I came across a weird issue of a java client not being able to connect to a webserver because a certificate was not valid or somehow untrusted even though the validity of the certificate is fine (at least that's what I thought):
CertificateException - java.security.cert.CertPathValidatorException: Path does not chain with any of the trust anchors
After some google search, it says this was a bug in some JAVA versions and happens if the intermediate has a longer validity time than the root ca. Is a certificate chain like the following valid?
Issuer: O = Digital Signature Trust Co., CN = DST Root CA X3
Validity
Not Before: Jan 20 19:14:03 2021 GMT
Not After : Sep 30 18:14:03 2024 GMT
Subject: C = US, O = Internet Security Research Group, CN = ISRG Root X1
Issuer: C = US, O = Internet Security Research Group, CN = ISRG Root X1
Validity
Not Before: Sep 4 00:00:00 2020 GMT
Not After : Sep 15 16:00:00 2025 GMT // longer than the root ca
Subject: C = US, O = Let's Encrypt, CN = R3
Issuer: C = US, O = Let's Encrypt, CN = R3
Validity
Not Before: Aug 16 14:00:00 2023 GMT
Not After : Nov 14 14:00:00 2023 GMT
Meta: not necessarily programming or development, but too long for comment, and we already have PLENTY on this topic.

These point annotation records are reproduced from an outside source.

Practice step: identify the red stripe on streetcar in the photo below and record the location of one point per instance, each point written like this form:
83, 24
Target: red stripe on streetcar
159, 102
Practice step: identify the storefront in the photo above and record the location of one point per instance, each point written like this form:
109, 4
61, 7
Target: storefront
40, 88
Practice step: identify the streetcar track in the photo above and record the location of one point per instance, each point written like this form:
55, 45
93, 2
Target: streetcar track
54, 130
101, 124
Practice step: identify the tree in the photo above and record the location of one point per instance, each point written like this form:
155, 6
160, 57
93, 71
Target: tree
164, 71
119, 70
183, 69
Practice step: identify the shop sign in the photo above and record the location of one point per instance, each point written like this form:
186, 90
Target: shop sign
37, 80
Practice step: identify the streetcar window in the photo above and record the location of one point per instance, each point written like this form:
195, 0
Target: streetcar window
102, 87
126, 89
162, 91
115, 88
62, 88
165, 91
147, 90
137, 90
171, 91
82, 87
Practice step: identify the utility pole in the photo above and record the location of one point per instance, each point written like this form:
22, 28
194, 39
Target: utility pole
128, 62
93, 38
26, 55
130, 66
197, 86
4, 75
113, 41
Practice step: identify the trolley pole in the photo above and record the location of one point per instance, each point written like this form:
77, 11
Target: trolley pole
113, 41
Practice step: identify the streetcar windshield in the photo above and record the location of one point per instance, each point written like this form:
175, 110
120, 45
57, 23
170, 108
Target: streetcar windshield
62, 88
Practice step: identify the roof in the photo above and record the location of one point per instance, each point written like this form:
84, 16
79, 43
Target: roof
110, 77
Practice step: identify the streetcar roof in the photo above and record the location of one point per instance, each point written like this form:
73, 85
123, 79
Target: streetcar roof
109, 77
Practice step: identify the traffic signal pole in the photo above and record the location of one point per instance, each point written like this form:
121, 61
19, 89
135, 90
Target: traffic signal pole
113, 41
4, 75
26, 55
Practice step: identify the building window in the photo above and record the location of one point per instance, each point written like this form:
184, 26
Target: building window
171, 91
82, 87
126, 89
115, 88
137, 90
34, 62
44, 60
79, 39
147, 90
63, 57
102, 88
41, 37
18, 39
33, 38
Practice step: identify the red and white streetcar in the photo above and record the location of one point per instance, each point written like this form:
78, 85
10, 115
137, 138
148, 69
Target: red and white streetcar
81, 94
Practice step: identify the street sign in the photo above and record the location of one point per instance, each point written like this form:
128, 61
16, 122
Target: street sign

Yes this is permitted according to RFC5280; it requires that each cert's validity period include the time being validated (i.e. 'now' for a TLS handshake) but not that the periods for different certs relate in a particular way. And yes there was a bug in some Java versions that wrongly rejected this case (child period not 'nested' within parent), but that was in 2012 (I know because I still have some dummy certs I use in dev testing that I had to reissue then because of this bug); I very much doubt you'll encounter it now.
But the DST X3 root (which you don't show; the root generally is not sent in the TLS handshake, but provided from the client's truststore) expired in Sep. 2021; many other implementations (not Java) require the root to be unexpired, so they immediately began rejecting this (LetsEncrypt) chain, and we have LOTS of Qs and As from that time on several Stacks including SO. And because it expired most implementations (also) removed it from their truststores including Java which (obviously!) prevents this specific chain from validating. LetsEncrypt obtained the unusual past-expiration bridge cert from DST/Identrust and continues to use it to support old Android devices which (1) pre-date LE/ISRG's creation and can't add its root because they are no longer updated and (2) ignore the DST X3 expiration (because Java); see https://letsencrypt.org/docs/dst-root-ca-x3-expiration-september-2021/ . But they plan to finally drop this next year, see https://letsencrypt.org/2023/07/10/cross-sign-expiration.html .
On the other hand most implementations, including Java, DO have the root cert for ISRG X1 (as opposed to the bridge cert using DST X3) in their truststores since about 2017, and a TLS client is always permitted to ignore the chain sent by the server except for the leaf/EE cert, and build a different chain, in this case one reaching the valid (and unexpired) ISRG root -- and Java, or more specifically JSSE's default TrustManager, DOES do this, so it should validate a TLS server using an LE cert and presenting the still-default 'compatibility' LE chain as you show, and all my Java apps do so for me. (You may notice, by the way, that StackExchange itself, including SO, uses LE certs, with this chain at the moment.)
Your exact exception is also surprising. For a server using an invalid cert/chain, JSSE normally fails with an ultimate cause of ... SunCertPathBuilderException: unable to find valid certification path to requested target not CertPathValidatorException: Path does not chain with any of the trust anchors ; these are semantically similar but definitely not the same. It looks like you are modifying the standard trust logic somehow, and likely that modification is causing the error. In which case to be helped you should show a minimal reproducible example of the problem.